Na Delegacia será feito o Boletim de Ocorrência Policial, que é um procedimento realizado para registrar os fatos relatados, onde a partir disso, a autoridade policial vai tomar conhecimento do ocorrido para então posteriormente determinar a instauração do inquérito ou investigação, após aberto o processo de investigação de abuso, as vítimas são encaminhadas ao Centro de Perícias Técnicas para a Criança e o Adolescente (CPTCA) que fica nas dependências da própria delegacia, órgão vinculado a Secretária de Segurança do Estado Maranhão, o qual é formado por uma equipe multidisciplinar que possui em seus quadros médicos legistas, assistentes sociais e psicólogos.

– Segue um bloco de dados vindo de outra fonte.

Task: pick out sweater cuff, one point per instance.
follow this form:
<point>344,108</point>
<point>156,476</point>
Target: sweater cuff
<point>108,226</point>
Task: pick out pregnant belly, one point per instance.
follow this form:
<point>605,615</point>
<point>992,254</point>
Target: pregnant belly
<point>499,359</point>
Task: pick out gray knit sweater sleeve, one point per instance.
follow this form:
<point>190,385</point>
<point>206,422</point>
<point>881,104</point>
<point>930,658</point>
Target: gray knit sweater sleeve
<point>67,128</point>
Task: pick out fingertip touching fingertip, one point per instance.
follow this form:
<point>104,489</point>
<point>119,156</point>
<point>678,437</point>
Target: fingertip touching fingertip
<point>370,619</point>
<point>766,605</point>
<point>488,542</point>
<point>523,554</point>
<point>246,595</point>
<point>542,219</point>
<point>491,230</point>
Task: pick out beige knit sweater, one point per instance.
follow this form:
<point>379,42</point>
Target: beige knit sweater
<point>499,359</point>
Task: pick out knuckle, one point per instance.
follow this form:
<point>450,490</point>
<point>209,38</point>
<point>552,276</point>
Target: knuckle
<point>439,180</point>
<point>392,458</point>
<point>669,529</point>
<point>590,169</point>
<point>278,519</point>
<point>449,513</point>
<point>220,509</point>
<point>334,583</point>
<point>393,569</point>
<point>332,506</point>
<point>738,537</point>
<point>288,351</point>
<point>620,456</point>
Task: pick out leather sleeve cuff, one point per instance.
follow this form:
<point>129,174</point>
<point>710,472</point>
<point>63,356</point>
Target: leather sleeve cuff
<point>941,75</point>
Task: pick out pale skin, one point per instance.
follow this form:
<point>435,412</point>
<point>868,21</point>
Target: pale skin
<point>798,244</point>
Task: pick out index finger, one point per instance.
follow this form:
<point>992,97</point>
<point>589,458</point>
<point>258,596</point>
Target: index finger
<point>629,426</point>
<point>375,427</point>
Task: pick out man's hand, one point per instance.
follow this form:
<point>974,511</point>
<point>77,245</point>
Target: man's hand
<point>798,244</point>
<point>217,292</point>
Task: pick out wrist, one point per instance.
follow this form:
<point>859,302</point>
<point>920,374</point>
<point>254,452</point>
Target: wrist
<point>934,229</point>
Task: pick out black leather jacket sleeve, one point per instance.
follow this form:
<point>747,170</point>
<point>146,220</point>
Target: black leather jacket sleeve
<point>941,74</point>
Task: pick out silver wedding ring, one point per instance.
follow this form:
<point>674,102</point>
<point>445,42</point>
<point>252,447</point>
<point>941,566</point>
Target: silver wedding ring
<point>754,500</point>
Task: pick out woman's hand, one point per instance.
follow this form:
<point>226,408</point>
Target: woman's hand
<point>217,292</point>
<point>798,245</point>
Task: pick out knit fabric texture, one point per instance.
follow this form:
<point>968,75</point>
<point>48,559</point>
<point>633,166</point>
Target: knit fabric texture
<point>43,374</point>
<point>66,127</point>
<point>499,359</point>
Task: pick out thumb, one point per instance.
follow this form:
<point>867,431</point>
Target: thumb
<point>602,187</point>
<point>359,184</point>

O CPTCA realiza o acompanhamento da vitima de abuso sexual emitindo laudos sobre as condições psicológicas, sociais e de corpo de delito, com intuito de fornecer um diagnóstico preciso sob o caso em investigação que servirá de prova e base para o processo judicial.

6.7. O Poder Judiciário

O Poder Judiciário no que se refere ao assunto em foco é representado pelo juiz da Vara da Infância e Juventude, o qual é competente para conhecer e julgar casos encaminhados pelo Conselho Tutelar, devendo este aplicar as medidas cabíveis, como exemplo os casos de abusos envolvendo crianças e adolescentes, pois cabe ao judiciário o julgamento de tais crimes, respeitando o princípio da proteção integral e da prioridade absoluta.

O artigo 141 do ECA no que diz respeito ao Poder Judiciário enfatiza o direito da criança e adolesecente ao acesso à Justiça quando diz que: “[...] é garantido o acesso de toda criança e adolescente à Defensoria Pública, ao Ministério Público e ao Poder Judiciário, por qualquer de seus órgãos.”

Assim também, é garantida constitucionalmente que assistência judiciária gratuita será prestada de forma gratuita, através de defensor público ou advogado nomeado e as ações judiciais da competência da Justiça da Infância e Juventude são isentas de custas e emolumentos conforme os artigos 141, §1 e  2 da Constiuição Federal.

Assim também no que diz respeito ao Poder Judiciario no artigo 150 do ECA determina que “Cabe ao Poder Judiciário, na elaboração de sua proposta orçamentária, prever recursos para manutenção de equipe interprofissional, destinada a assessorar a Justiça da Infância e da Juventude”.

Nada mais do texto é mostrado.